Some TIPS on How to Read
Genesis is full of memorable stories of people and events. It is an important book to know, for the rest of the Bible often refers back to it. Note too the many beginnings...beginnings of universe, man and sin etc.
"In the beginning..."
These words are apt for the New Year...we start from the very beginning...
"Historically, Jews and Christians alike have held that Moses was the author/compiler of the first five books of the OT. These books known also as the Pentateuch (meaning "five-volumed book"), were referred to in Jewish tradition as the five fifths of the law (of Moses)."
Introduction to Genesis, NIV Study Bible
From the beginning of creation to the life of Joseph, the book tells stories of the Creator and His Creation. In a way, the book mirrors our own relationships with God; the beauty of creation, the depth of sin and rebellion, and the plans for the restoration of our world marred by sin.
Isn't it wonderful to know that we are part of that Story for what happened in the past significance today?
Read it and let the WORD 'read' us. It will bring us a deeper understanding of God's plan for humankind. Here's a suggestion: This guide is adapted from the NIV Study Bible for a 30-days reading plan.
'Leave NO WORD Unturned'
Day 1: Creation (1:1-2:3)
Day 2: Adam and Eve in Eden (2:4-25)
Day 3: The fall and its consequences (ch. 3)
Day 4: Sin's progression (4:1-16)
Day 5: The genealogy of Cain (4:17-26)
Day 6: The genealogy of Seth (ch. 5)
Day 7: God's response to human depravity & preparing for the flood (6:1-7:10)
Day 8: Judgement & redemption (7:11-8:19)
The flood's aftermath (8:29-9:29)
Day 9: The spread of the nations (10:1 - 11:26)
Day 10: Abraham's background (11:27-32)
Day 11: Abraham's call and response (chs. 12-14)
Day 12: Abraham's faith and God's covenant (chs. 15-17)
Day 13: Abraham's faith and God's covenant (chs. 18-20)
Day 14: Abraham's faith and God's covenant (chs. 21-22)
Day 15: Abraham's final acts (23:1 - 25:11)
Day 16: The descendants of Ishmael (25:12-18)
Day 17: Jacob at home (25:19-27:46)
Day 18: Jacob abroad (chs. 28-30)
Day 19: Jacob at home again (chs. 31-32)
Day 20: Jacob at home again (chs. 33-35)
Day 21: The Descendants of Esau (36:1-37:1)
Day 22: Joseph's career (37:2-38)
Day 23: Joseph's career (ch. 39)
Day 24: Joseph's career (ch. 40)
Day 25: Joseph's career (ch. 41)
Day 26: Joseph's migration (chs. 42-44)
Day 27: Joseph's migration (chs. 45-47)
Day 28: Joseph's final days (48:1-50:14)
Day 29: Joseph's final days (50:15-26)
Day 30: Your Own Reflection on Genesis
"Genesis is the Book of Beginnings, the great introduction to the drama of redemption. Gn 1-11 may be regarded as the prologue to the drama, whose first act begins at the ch. 12 with the introduction of Abraham.

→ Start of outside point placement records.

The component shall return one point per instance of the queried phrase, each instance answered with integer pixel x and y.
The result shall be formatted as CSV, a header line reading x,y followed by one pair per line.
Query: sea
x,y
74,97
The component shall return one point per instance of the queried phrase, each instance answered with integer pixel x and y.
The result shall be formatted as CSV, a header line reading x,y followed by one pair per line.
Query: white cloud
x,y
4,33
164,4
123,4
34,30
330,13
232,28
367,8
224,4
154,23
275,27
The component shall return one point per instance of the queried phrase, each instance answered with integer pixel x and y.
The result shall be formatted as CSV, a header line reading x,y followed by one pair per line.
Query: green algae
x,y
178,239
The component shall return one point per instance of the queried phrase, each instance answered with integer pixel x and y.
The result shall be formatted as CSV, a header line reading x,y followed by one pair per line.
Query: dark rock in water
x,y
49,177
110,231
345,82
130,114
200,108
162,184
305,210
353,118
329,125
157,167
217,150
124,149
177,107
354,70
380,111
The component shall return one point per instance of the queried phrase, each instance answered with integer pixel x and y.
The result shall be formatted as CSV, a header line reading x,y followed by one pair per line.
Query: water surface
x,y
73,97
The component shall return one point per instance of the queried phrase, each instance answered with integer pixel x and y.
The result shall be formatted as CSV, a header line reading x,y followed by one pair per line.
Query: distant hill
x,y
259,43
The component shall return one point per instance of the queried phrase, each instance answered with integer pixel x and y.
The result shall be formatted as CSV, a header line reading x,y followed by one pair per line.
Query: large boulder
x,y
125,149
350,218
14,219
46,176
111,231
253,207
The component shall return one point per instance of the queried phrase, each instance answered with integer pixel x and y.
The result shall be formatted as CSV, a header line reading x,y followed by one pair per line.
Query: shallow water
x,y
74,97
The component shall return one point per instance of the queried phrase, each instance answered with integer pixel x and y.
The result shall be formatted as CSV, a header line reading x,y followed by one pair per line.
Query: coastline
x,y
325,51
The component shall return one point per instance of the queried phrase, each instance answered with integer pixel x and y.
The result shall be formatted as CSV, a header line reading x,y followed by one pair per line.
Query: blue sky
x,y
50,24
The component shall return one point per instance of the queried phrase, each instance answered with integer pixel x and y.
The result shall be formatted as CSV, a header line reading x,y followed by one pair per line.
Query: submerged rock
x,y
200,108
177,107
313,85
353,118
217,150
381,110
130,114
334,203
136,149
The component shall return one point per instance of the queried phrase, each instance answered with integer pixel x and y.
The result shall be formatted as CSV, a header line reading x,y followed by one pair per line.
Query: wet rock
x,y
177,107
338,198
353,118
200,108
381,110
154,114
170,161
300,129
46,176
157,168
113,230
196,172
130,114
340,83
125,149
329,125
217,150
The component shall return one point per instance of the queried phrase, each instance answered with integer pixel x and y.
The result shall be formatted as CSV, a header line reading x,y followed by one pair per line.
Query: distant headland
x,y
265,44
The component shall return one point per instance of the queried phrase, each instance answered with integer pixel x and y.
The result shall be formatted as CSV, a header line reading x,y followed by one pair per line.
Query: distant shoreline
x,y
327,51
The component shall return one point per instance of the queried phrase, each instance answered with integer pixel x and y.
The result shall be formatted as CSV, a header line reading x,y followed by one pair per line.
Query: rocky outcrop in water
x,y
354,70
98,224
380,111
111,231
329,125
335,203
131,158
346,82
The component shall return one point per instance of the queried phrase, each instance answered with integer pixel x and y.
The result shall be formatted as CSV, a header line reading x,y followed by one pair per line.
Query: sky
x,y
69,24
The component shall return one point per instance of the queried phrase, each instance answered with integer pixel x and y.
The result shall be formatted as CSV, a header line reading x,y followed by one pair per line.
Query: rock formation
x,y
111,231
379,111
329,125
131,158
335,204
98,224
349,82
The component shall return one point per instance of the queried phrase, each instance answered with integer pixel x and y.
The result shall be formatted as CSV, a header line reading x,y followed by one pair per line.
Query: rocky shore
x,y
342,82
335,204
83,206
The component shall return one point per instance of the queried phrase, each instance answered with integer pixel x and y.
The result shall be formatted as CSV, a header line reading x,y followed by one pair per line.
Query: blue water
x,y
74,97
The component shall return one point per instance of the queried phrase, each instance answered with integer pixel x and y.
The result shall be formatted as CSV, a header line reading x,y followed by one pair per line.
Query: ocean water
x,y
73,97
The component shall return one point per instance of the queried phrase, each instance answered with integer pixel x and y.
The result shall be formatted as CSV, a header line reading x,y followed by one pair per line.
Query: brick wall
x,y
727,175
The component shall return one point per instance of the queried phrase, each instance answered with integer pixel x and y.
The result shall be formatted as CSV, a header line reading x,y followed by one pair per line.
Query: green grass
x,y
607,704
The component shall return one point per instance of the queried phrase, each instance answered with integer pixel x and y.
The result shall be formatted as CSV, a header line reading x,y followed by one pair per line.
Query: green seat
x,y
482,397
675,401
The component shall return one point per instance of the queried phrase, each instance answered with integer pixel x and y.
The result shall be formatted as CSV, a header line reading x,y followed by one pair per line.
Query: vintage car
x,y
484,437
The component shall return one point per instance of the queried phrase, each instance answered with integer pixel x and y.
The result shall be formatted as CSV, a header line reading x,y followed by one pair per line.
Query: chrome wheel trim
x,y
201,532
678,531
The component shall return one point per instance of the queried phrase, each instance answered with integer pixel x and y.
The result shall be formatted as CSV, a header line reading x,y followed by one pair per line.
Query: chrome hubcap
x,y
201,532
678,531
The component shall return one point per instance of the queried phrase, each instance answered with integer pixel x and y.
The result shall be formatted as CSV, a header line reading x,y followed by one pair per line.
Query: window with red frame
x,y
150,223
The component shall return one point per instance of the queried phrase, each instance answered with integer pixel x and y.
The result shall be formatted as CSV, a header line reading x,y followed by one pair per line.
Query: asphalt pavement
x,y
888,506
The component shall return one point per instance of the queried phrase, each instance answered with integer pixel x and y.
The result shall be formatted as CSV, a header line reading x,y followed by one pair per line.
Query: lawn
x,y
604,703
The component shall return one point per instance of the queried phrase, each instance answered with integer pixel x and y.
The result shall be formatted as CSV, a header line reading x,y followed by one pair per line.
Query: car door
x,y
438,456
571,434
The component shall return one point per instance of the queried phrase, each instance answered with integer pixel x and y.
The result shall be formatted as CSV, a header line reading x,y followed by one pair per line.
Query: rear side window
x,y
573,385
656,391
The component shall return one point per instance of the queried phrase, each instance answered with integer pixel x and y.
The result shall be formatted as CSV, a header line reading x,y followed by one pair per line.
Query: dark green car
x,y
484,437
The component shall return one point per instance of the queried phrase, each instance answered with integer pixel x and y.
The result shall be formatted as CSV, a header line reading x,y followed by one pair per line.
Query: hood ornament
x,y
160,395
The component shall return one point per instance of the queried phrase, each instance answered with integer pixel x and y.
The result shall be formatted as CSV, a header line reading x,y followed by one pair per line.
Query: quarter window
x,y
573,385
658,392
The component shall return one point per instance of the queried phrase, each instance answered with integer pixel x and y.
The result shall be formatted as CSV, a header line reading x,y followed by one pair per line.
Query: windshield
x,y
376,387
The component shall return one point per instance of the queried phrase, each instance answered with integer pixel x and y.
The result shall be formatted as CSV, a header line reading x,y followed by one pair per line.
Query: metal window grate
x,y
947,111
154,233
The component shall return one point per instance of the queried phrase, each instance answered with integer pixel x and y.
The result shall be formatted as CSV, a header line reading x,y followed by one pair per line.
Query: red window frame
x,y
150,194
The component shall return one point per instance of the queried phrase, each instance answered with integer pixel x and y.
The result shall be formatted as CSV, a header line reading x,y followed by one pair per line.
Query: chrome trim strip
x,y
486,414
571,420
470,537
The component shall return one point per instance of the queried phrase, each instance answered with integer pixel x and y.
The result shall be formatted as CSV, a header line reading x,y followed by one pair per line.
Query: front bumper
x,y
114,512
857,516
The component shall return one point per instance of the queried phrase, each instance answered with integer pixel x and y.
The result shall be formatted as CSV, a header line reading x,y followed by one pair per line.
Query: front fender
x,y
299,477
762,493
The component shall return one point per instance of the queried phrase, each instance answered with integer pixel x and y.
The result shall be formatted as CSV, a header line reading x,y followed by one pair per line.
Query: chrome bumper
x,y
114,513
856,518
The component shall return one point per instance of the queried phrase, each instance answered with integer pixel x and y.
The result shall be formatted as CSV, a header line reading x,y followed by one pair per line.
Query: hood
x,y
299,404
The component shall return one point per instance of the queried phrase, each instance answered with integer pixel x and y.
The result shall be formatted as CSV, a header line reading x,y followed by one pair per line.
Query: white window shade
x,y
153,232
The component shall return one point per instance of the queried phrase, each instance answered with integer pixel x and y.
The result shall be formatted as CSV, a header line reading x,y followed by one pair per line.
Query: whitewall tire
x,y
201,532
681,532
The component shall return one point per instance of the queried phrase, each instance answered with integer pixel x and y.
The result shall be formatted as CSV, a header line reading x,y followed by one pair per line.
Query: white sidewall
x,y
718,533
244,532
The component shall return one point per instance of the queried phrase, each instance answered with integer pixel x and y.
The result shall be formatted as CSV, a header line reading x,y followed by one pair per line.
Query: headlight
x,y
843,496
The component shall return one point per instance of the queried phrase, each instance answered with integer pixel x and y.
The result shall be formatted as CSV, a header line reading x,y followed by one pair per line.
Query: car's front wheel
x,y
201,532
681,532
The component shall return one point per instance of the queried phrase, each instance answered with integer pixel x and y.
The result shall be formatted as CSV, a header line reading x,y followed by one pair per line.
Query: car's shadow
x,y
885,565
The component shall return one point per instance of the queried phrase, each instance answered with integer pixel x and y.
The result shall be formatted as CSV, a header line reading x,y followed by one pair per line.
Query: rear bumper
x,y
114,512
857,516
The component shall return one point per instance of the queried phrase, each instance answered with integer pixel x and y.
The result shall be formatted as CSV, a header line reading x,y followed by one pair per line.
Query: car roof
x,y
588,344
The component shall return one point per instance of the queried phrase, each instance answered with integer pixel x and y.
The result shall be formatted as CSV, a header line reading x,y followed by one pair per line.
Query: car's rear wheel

At the other end of the drama the book of Revelation is the epilogue."
In the Beginning
This sentence brings us back to the basics.
It is precisely these words that have defined who we are today: "In the beginning..."
From the very first act of creation right up to the Fall. God's hands have never left us. His love for us finally climaxed on the Cross when Jesus cried out. "IT IS FINISHED!" Wow.
This was my personal discovery upon reading and studying this book.
From the beginning of Creation to the fall of man, from the renewing of the covenant with Noah to the Faith of one man - Abraham, the Father of the Nations - and last but not least, the reign of Joseph and His people, I could see, throughout all these events, that God had a well planned masterpiece in mind right from the start. His plan was that we would dwell with Him forever and ever.
However, in order for us to enjoy what God has promised us, we need to see and acknowledge His presence in our midst.
How then should we live for Him who looked at us and said, "It was very good"?
Leaving NO WORD Unturned
Personal thoughts that came to mind as I read Genesis...
1. God created mankind in His image. What a wonderful thought that is. In spite of the Fall, everyone bears the image of their Creator, God. In what ways do we reflect God in our conduct?
Beginnings with Genesis, the Bible tells us that stories of these image-bearers (although some bore seriously marred images) who responded to the redemptive acts of their Creator God. From Adam and Eve to Noah, Abram and Joseph, the book of Genesis helps us understand the story of God's redemption and shows us that we have truly been made in His image.
2. Where will all this lead to? This story climaxes in Christ, in who God's fullness dwells. That is why he is called the Alpha and Omega (which are the first and last letters of the Greek alphabet). He is worthy of all our worship because Jesus was there at the very beginning of creation just as He will be at the end.